Artist Ylenia Molinari talks – ‘my need to fix emotions on a canvas’
She’s an artist: illustrator, graphic designer, painter, fashion and shoe designer. But she doesn’t work in the industry. At 26, she’s currently a supervisor in Press coffee and has worked in hospitality for three years, since she moved to London after completing her studies in Italy.
WNOL: How would you define your art?
An extension of my soul. I put my feeling on my art, even though it might not mean anything to someone else, each of my drawings and paintings is an emotion that I’ve felt with the need to fix it on a canvas.
WNOL: Who is Ylenia Molinari?
(laughs) She’s an artist… I guess. I haven’t found my way yet. I do many things: I do paintings, tattoos… I mean I do tattoos on me, I’ve never tried doing it on people because I don’t trust myself. So if I do it on myself is fine. I like things that are artistic or creative, but I don’t know what to do. I mean I can do everything, but it’s like doing nothing.
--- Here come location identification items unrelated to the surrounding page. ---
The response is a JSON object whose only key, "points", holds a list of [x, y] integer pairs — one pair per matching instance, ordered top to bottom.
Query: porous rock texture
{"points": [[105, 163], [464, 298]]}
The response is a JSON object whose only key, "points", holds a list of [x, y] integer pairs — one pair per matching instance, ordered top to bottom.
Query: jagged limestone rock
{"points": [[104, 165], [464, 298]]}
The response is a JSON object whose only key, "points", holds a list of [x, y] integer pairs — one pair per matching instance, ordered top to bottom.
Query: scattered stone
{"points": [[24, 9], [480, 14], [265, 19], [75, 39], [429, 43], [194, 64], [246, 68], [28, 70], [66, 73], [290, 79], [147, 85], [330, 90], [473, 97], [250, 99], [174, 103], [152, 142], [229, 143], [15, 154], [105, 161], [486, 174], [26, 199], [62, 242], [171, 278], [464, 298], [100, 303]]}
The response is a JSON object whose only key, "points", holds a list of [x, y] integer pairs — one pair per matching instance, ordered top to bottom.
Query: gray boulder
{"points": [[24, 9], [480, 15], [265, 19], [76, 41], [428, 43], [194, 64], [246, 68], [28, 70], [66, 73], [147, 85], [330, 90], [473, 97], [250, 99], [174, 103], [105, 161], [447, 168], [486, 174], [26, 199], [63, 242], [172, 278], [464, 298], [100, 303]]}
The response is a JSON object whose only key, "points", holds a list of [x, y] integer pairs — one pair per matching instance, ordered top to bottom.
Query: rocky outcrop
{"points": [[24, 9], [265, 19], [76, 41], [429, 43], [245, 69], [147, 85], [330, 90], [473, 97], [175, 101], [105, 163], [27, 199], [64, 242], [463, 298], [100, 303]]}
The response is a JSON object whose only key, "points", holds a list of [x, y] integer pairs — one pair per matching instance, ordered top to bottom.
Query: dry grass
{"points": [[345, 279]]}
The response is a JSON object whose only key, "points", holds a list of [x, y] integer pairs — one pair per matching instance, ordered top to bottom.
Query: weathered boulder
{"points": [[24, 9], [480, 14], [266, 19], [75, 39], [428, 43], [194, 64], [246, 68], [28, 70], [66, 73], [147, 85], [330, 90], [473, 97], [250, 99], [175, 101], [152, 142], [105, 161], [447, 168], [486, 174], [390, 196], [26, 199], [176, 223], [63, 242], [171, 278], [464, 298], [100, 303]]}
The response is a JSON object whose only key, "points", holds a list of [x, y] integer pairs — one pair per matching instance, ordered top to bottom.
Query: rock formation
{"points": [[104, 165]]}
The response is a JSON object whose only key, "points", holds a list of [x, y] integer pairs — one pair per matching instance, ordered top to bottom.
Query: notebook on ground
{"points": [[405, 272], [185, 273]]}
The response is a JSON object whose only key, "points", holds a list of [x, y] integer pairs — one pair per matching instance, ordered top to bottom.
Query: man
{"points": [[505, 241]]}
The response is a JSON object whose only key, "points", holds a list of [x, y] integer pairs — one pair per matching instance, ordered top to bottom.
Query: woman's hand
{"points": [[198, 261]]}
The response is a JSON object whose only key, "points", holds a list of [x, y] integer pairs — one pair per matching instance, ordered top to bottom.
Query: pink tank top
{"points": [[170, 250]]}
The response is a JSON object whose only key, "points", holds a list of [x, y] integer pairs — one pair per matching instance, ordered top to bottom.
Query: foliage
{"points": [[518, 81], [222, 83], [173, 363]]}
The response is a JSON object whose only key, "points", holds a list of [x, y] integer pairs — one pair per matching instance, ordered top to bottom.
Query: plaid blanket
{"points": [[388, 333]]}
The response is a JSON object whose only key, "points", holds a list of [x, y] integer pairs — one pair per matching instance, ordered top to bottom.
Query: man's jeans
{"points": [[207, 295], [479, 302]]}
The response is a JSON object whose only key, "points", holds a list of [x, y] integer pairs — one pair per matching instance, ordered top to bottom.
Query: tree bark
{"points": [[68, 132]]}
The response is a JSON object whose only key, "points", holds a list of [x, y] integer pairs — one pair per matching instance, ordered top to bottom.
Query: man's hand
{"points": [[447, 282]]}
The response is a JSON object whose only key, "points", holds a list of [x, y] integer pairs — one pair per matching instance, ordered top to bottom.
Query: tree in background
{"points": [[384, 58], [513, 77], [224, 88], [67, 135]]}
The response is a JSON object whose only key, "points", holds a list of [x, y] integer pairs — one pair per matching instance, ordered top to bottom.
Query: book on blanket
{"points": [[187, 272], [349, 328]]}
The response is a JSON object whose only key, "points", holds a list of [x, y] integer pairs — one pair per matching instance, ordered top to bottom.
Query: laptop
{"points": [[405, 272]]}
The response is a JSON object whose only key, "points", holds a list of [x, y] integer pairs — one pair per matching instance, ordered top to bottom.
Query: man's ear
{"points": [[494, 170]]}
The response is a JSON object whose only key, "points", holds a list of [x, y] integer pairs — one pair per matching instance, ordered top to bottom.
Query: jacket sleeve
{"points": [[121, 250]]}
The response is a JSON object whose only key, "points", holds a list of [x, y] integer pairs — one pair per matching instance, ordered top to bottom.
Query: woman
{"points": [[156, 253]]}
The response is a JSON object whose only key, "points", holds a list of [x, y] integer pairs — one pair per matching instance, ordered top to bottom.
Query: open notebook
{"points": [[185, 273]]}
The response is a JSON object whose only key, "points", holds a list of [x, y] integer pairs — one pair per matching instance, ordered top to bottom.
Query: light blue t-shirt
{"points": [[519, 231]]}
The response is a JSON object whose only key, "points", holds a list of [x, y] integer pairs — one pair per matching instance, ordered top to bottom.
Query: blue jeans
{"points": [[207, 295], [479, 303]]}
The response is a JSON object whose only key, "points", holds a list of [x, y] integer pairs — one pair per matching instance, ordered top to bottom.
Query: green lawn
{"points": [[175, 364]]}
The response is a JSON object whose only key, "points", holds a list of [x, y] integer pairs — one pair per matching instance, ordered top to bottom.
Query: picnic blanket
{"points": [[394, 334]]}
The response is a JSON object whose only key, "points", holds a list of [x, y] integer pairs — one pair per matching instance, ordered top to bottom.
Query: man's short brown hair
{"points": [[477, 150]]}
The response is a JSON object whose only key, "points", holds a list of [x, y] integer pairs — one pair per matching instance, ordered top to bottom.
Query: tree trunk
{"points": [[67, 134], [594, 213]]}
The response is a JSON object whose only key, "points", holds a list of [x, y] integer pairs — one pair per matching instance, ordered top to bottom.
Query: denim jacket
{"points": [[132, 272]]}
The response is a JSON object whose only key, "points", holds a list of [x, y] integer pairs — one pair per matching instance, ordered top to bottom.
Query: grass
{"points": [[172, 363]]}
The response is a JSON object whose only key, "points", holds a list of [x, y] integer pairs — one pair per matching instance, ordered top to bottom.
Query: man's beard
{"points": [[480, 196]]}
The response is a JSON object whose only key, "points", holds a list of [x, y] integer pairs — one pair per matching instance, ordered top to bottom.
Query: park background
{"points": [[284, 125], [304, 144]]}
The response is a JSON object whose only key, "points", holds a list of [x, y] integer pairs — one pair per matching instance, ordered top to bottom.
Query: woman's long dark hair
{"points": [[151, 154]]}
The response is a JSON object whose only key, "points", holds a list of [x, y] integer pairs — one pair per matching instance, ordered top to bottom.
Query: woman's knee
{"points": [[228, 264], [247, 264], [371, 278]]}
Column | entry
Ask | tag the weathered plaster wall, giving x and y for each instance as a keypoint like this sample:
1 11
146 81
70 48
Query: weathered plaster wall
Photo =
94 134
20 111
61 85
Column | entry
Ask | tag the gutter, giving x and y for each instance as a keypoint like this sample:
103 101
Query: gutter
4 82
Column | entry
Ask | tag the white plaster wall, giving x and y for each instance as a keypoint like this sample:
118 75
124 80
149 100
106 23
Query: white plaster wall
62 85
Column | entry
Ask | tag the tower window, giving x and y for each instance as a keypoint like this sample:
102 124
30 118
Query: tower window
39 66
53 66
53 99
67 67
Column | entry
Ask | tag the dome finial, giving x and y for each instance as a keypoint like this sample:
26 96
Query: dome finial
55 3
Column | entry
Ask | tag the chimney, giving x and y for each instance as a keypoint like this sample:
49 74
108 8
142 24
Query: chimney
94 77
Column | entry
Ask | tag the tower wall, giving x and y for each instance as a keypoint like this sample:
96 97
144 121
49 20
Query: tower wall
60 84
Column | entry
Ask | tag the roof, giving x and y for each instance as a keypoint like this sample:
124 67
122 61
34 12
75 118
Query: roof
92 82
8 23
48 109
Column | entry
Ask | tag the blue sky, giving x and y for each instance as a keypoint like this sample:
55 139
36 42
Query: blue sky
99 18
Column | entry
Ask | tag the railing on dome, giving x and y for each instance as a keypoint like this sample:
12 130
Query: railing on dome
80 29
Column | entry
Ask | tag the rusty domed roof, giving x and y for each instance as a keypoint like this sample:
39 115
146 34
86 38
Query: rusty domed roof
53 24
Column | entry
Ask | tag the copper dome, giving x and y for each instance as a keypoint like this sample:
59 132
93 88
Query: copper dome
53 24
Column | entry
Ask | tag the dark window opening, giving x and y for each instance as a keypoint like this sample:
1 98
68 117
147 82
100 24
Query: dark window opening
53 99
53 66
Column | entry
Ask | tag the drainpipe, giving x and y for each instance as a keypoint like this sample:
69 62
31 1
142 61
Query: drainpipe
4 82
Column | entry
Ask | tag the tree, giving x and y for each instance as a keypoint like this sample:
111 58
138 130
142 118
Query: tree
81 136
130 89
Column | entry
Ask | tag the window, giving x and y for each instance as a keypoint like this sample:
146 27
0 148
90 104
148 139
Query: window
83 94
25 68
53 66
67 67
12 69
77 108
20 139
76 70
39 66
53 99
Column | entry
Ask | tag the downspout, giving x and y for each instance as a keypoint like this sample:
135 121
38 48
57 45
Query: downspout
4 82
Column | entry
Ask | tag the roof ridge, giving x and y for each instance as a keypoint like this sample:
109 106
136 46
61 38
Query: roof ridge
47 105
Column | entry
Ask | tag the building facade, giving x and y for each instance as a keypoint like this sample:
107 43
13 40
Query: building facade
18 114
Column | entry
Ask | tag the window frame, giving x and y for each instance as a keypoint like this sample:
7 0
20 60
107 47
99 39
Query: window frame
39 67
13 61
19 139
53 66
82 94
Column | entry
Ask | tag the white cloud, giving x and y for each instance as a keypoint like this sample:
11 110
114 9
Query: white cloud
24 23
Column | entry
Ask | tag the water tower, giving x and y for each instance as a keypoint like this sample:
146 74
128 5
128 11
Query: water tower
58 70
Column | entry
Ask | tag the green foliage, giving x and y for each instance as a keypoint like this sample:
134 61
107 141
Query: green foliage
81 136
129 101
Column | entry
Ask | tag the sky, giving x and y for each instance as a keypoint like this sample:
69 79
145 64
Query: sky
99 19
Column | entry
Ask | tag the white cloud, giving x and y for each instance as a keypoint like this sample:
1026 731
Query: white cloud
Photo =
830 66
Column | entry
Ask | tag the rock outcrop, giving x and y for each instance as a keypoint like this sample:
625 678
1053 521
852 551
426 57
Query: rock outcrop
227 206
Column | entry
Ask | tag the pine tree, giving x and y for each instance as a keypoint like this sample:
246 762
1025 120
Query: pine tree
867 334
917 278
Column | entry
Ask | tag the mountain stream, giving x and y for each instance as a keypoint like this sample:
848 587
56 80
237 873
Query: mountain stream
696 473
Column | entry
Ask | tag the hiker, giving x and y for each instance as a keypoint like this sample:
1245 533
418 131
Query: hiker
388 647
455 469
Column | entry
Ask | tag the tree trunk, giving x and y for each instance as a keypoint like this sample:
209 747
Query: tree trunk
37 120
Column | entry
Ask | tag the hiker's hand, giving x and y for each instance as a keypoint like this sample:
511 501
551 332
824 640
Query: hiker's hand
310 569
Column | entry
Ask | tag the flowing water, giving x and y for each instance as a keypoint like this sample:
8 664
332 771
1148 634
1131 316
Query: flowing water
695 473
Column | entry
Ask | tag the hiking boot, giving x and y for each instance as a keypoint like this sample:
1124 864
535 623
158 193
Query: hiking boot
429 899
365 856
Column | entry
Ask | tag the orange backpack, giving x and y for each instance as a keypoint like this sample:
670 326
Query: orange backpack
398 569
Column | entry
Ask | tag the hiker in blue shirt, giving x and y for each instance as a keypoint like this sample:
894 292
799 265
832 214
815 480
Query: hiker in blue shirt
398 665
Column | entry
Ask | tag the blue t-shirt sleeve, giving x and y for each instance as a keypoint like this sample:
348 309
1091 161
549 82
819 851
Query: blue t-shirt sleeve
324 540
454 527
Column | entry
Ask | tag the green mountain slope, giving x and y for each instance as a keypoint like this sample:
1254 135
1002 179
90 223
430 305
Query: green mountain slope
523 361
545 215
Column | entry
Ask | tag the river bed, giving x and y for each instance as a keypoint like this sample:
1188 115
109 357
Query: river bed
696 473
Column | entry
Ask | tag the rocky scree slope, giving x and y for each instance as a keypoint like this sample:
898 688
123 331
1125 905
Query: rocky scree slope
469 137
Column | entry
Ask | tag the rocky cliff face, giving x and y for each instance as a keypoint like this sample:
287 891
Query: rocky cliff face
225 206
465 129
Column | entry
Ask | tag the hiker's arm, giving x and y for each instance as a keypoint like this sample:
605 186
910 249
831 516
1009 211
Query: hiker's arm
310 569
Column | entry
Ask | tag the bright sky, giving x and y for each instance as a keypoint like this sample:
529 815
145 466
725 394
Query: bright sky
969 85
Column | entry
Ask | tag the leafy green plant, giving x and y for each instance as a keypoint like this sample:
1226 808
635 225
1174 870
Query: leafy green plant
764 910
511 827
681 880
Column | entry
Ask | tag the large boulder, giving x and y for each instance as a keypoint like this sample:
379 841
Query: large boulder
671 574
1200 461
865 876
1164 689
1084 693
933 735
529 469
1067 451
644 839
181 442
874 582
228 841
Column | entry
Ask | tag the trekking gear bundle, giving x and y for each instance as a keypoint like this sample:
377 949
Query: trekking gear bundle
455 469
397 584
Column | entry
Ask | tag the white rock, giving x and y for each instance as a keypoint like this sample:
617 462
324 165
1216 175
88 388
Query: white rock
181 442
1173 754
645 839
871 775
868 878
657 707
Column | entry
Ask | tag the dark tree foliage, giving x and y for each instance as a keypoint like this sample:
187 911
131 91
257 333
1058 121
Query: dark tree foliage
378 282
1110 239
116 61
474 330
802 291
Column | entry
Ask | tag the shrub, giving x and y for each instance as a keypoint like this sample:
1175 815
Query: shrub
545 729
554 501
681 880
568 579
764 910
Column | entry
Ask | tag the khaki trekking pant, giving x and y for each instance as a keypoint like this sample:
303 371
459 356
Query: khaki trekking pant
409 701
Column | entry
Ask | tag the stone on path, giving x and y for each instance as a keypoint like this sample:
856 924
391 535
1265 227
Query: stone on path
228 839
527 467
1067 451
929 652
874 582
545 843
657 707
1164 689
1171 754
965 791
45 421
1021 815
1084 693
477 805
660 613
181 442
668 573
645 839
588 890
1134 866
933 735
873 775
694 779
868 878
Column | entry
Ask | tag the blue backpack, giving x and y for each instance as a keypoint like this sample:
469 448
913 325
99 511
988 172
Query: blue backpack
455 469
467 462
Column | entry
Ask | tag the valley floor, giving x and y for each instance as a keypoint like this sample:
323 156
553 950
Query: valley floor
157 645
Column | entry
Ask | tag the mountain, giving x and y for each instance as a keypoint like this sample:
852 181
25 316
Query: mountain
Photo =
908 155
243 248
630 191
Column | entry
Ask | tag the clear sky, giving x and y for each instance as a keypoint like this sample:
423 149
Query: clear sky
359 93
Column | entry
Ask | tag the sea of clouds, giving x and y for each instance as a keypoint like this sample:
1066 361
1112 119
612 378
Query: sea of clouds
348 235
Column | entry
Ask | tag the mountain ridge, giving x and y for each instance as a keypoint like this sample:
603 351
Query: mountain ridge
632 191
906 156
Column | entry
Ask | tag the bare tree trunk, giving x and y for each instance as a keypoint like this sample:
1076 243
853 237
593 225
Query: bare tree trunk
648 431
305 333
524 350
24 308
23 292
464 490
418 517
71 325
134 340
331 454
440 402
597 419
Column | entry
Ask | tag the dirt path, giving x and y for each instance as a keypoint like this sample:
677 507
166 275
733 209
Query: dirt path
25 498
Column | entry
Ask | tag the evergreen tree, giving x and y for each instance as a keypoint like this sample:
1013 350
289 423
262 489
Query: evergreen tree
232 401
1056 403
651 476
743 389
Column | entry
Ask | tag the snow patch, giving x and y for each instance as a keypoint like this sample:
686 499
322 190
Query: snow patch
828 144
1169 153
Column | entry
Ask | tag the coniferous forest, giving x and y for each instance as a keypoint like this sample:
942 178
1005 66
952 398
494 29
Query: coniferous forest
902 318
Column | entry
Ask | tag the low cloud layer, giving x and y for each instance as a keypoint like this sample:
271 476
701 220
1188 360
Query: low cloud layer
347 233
Who are you really? You are not a name Or a height, or a weight Or a gender You are not an age You are not where you are from You are not what you wear And you are not how you look. You are your favourite books And the song stuck in your head Your are what you eat You are your thoughts. You are a thousand things But everyone chooses To see the million things You are not.
WNOL: Do you think you art sends a message? Do you want it to send a message?
Not actually. It’s more like expressing myself and my feelings. It’s why I’ve never done exhibitions. People ask me ‘why didn’t you do an exhibition’, because I don’t want to show it, it’s something that’s for myself. Even when they ask me for commissions, I just draw what’s in my mind.
WNOL: You seem to have a very strong position over nudity on Instagram, what do you think about it?
I’m very open about this. I like modeling, I do nude modeling but I don’t like to share it because I know that many people message me about it and not in an artistic way. I’m very upset that they see me just for my naked body, like a sexual object. I’ve never posted before because my friend, she posted a drawing of a girl showing her nipple and they censored it. So if they remove a drawing, I cannot post a picture obviously. I don’t understand why it is allowed for men to show their nipples. If men’s aren’t sexual then women’s shouldn’t be either.
WNOL: Your profile picture on your Instagram account says ‘ask me about my crippling anxiety’, what’s that about?
It’s weird, but this friend, she’s a photographer and she asked me to pose for her. And I connected that photoshoot with my anxiety. Usually when I do modeling I don’t look happy. Or when I take a picture of myself I’m never really happy because I’ve got anxiety and I don’t feel like smiling in my pictures, even though I’m a pretty happy person. (laughs)
WNOL: Why did you shave your head?
I think the first time was after a mental breakdown, instead of cutting myself to do something bad to my body, I just shaved my head. I knew I wouldn’t like myself without hair but I’m now used to it and I actually like it. The second time was a month ago after another mental breakdown because I lost my best friend. He died on Christmas day. Now I’m getting over it. They first thought it was a suicide. I was super upset because he was supposed to be my best friend and he didn’t tell me anything. But after a month we found out it wasn’t a suicide, it was an accident where he fell down from a building.
WNOL: What about your tattoos?
I think I can’t count them now, definitely have more than 25. I haven’t done them all, but most of them. For example this one says ‘nothing is going to hurt you baby’, it’s from a song and I got it done on the palm of my hand. It is one of the most painful places to get a tattoo and that’s why I did it there. Most of them have meanings, probably all of them.
WNOL: Do you think there should me more conversation going on around mental health?
Yeah. In my previous workplace, I told my manager I was having a panic attack and she just told me ‘yeah, yeah, go out for a smoke’. And it’s like no, I’m having a panic attack, I don’t need a smoke. People don’t understand anxiety either. They’re all ‘just chill out’ and it’s like no, it’s not about that. Yeah I relax, I go to bed at 9 pm but don’t go to sleep until 2 am. I spend hours trying to sleep. For many people it’s hard to talk about it. I found out a few months ago that I am bipolar and it’s hard to understand. My flatmate is bipolar too and she takes medicine but I don’t want to.
WNOL: What kind of work do you see yourself doing in the future?
Something creative for sure. I’m not even looking for a creative job at the moment because I met this guy who’s an artist, he’s a painter. He was doing it as a job and he started to not enjoy it because he had to do commissions. After a while he left his job and started to work as a kitchen porter, I would never work as that but (laughs). He does that for four days a week and he’s got three days that he can actually paint and he told me he’s much happier. So maybe finding a creative job is not my way, maybe I can just do a normal job and in my free time do my art.